2018.11.12

ホンダが「F1で勝つドライバー」育成に本腰。「速く走るだけではダメ」

  • 川原田剛●取材・文 text by Kawarada Tsuyoshi 樋口 涼●撮影 photo by Ryo Higuchi

 3月下旬にオーストラリアで開幕した2018年のF1世界選手権は、11月末にいよいよ最終戦のアブダビGPを迎える。これで史上最多タイの全21戦が競われた長いシーズンにピリオドが打たれる。
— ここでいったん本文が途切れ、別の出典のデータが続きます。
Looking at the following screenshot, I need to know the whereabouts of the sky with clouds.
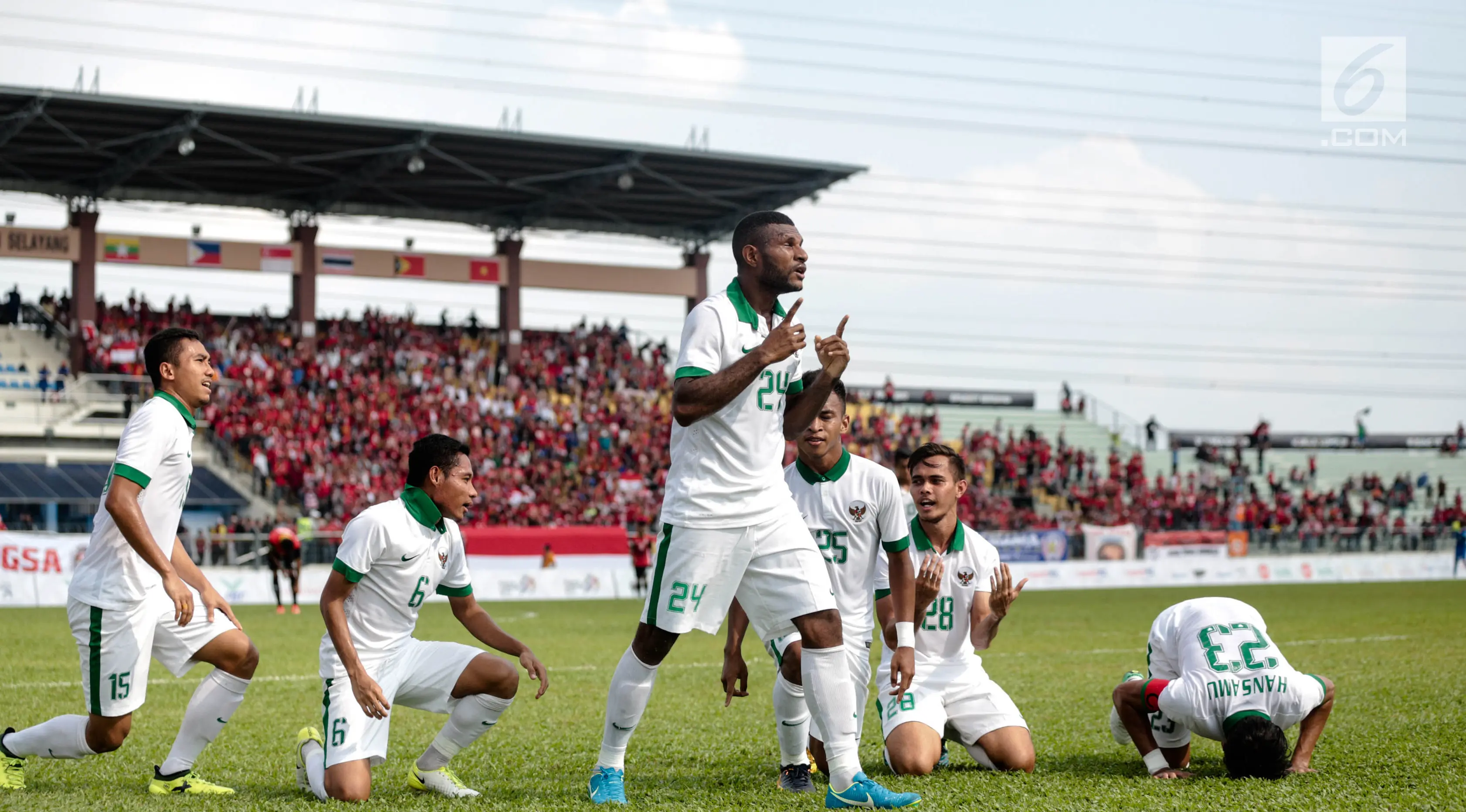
[0,0,1466,431]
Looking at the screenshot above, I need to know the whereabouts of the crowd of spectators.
[88,291,1463,534]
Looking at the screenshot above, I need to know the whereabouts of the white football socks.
[158,668,249,775]
[801,646,861,793]
[595,646,657,769]
[418,693,515,769]
[0,714,97,758]
[774,671,809,767]
[301,741,330,800]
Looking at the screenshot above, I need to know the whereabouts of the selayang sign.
[0,229,79,261]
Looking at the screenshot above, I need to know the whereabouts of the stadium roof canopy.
[0,85,863,244]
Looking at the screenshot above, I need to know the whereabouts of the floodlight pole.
[682,249,708,314]
[290,221,319,355]
[499,237,525,366]
[69,202,97,375]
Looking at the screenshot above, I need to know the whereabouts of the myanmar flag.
[468,260,499,284]
[101,237,141,262]
[391,254,427,277]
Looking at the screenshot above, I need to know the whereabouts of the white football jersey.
[69,391,198,611]
[321,485,474,677]
[875,519,998,668]
[784,451,910,642]
[1145,598,1325,741]
[661,277,803,529]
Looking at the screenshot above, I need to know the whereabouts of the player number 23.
[1196,623,1278,673]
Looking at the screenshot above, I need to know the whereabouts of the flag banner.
[259,245,295,274]
[188,240,224,268]
[391,254,428,277]
[101,237,141,262]
[468,260,499,284]
[321,250,356,274]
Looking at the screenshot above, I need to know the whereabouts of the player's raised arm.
[1287,677,1334,772]
[770,315,850,440]
[672,299,809,430]
[972,564,1028,651]
[105,472,193,626]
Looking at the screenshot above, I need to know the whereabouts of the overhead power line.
[57,0,1466,124]
[0,37,1466,166]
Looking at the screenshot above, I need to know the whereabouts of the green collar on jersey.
[912,519,965,552]
[154,390,198,430]
[397,485,448,534]
[729,277,784,330]
[794,449,850,485]
[1221,711,1273,736]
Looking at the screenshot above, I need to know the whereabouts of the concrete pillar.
[70,210,97,375]
[682,250,708,314]
[499,239,525,366]
[290,226,319,353]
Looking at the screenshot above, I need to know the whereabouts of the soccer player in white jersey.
[723,372,916,792]
[1110,598,1334,778]
[295,434,550,800]
[589,211,921,808]
[0,327,259,795]
[875,443,1034,775]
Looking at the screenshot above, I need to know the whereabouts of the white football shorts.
[641,503,835,640]
[321,638,484,767]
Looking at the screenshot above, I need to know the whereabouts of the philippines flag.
[188,240,224,268]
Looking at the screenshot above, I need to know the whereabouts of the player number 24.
[758,369,789,412]
[1196,623,1278,673]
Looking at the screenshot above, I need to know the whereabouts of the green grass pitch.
[0,582,1466,812]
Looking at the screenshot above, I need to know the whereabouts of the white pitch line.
[0,635,1410,690]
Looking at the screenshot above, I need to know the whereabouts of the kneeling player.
[296,434,548,800]
[875,443,1034,775]
[723,372,916,792]
[1110,598,1334,778]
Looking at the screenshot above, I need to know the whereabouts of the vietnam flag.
[468,260,499,284]
[391,254,427,277]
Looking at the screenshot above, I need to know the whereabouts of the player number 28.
[921,595,953,632]
[1196,623,1278,671]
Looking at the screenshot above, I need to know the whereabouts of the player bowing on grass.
[0,327,259,795]
[296,434,550,800]
[875,443,1034,775]
[589,211,921,808]
[1110,598,1334,778]
[723,372,916,792]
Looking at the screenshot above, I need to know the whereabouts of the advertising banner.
[982,531,1069,562]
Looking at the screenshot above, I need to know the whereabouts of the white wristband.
[896,620,916,648]
[1145,748,1171,775]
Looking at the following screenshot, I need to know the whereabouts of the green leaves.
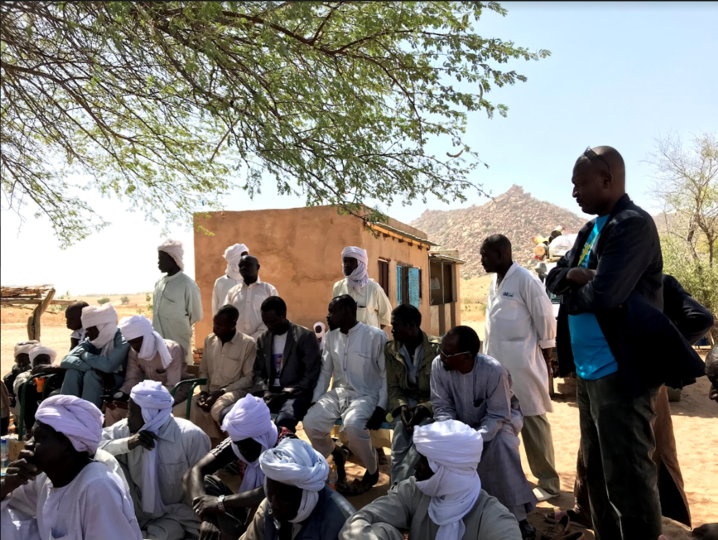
[0,1,548,244]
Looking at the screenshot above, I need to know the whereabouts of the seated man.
[385,304,441,484]
[253,296,322,431]
[303,295,387,495]
[190,306,257,442]
[60,303,130,407]
[105,315,190,426]
[242,439,355,540]
[2,395,142,540]
[184,396,294,540]
[431,326,537,539]
[100,381,210,540]
[339,420,521,540]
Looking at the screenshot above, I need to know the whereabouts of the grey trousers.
[577,373,661,540]
[521,414,561,495]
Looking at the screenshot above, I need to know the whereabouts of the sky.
[0,2,718,296]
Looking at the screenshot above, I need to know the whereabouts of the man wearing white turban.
[339,420,521,540]
[242,439,355,540]
[332,246,391,328]
[212,244,249,317]
[152,240,203,365]
[60,303,130,407]
[184,395,295,540]
[100,381,210,540]
[105,315,190,426]
[2,395,142,540]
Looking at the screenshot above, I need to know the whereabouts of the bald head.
[572,146,626,216]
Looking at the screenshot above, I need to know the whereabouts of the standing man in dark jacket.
[252,296,322,431]
[546,146,682,540]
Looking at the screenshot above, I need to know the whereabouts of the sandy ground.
[0,281,718,540]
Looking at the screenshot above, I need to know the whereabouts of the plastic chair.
[170,379,207,420]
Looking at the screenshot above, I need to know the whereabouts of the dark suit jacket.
[546,195,705,394]
[254,322,322,393]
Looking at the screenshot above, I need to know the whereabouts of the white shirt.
[312,323,388,409]
[485,263,556,416]
[223,278,279,340]
[332,278,391,328]
[212,276,239,317]
[2,462,142,540]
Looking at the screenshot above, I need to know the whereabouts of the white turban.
[15,339,40,358]
[157,239,184,270]
[342,246,369,291]
[130,380,174,514]
[80,302,117,356]
[413,420,484,540]
[35,396,103,456]
[120,315,172,369]
[224,244,249,281]
[222,395,279,493]
[259,439,329,523]
[28,345,57,364]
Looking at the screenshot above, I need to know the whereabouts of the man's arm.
[563,215,660,313]
[431,358,456,422]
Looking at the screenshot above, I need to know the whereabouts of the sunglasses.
[583,146,611,174]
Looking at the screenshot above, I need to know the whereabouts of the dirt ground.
[0,286,718,540]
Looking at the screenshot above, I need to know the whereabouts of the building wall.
[194,206,429,348]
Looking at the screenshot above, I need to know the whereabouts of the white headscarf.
[120,315,172,369]
[222,395,279,493]
[35,396,103,456]
[259,439,329,523]
[157,239,184,270]
[28,345,57,364]
[413,420,484,540]
[130,380,174,514]
[80,302,117,356]
[223,244,249,281]
[314,321,327,351]
[342,246,369,291]
[15,339,40,358]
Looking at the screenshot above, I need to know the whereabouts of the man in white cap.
[184,395,294,540]
[242,439,355,540]
[100,381,210,540]
[332,246,391,328]
[303,295,388,495]
[223,255,279,341]
[2,395,142,540]
[105,315,190,426]
[152,240,203,365]
[60,303,130,407]
[212,244,249,317]
[339,420,521,540]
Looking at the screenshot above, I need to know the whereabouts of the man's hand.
[127,431,159,450]
[199,521,222,540]
[566,268,596,287]
[366,407,386,429]
[192,495,220,521]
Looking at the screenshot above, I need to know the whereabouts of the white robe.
[484,263,556,416]
[100,417,211,540]
[2,459,142,540]
[152,272,204,365]
[332,278,392,328]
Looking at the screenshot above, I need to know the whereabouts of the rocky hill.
[411,185,585,277]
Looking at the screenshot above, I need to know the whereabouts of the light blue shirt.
[568,216,618,381]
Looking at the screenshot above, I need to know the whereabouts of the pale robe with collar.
[223,278,279,340]
[484,263,556,416]
[100,416,211,540]
[1,456,142,540]
[152,271,204,365]
[332,278,392,328]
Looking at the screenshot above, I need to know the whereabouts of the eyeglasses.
[583,146,611,174]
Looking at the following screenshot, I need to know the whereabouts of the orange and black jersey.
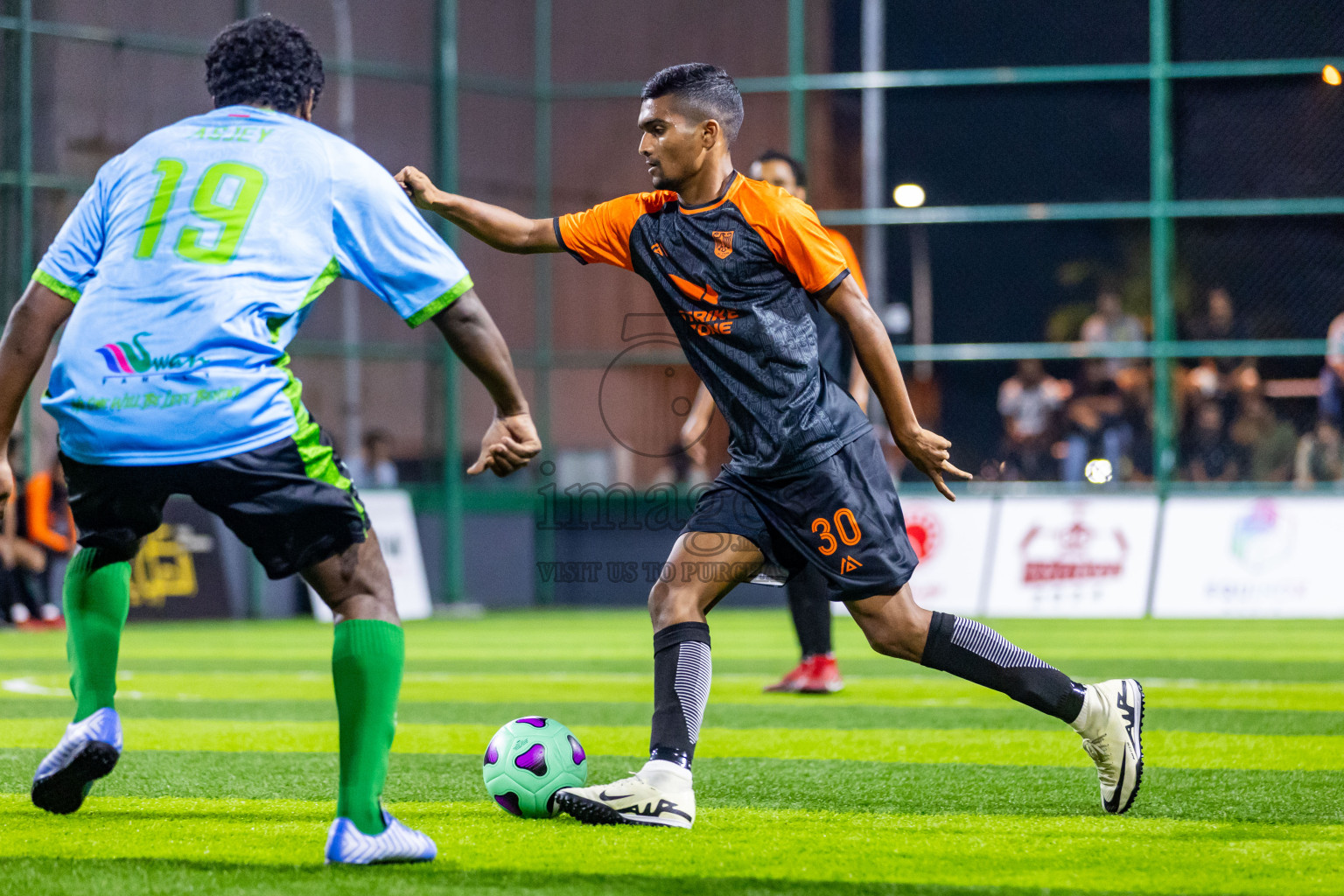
[812,227,868,388]
[555,172,871,475]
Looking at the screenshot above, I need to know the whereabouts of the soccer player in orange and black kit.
[398,63,1143,828]
[682,149,870,693]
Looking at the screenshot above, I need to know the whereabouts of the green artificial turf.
[0,610,1344,896]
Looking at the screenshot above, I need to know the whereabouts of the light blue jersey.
[33,106,472,466]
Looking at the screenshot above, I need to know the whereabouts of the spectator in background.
[998,359,1073,480]
[346,430,398,489]
[1116,363,1153,481]
[1063,357,1129,482]
[1082,289,1146,376]
[0,442,77,627]
[1319,314,1344,430]
[1293,416,1344,487]
[1186,400,1246,482]
[1228,388,1297,482]
[1186,286,1259,397]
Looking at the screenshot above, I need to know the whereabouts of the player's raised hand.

 今シーズン、日本のファンは「イギリスの名門マクラーレンとの3年間にわたるパートナーシップを解消し、新たにトロロッソと組んだホンダがどんなパフォーマンスを見せるのか?」と、復帰4年目を迎えたホンダに熱い視線を注いでいた。

 ホンダはファンとチームの期待に応えるために精力的な開発を進め、着実にパワーユニット(PU)の性能を向上させていった。その結果、2019年からトロロッソに加え、トップチームのレッドブルにもPUを供給することが正式に決まった。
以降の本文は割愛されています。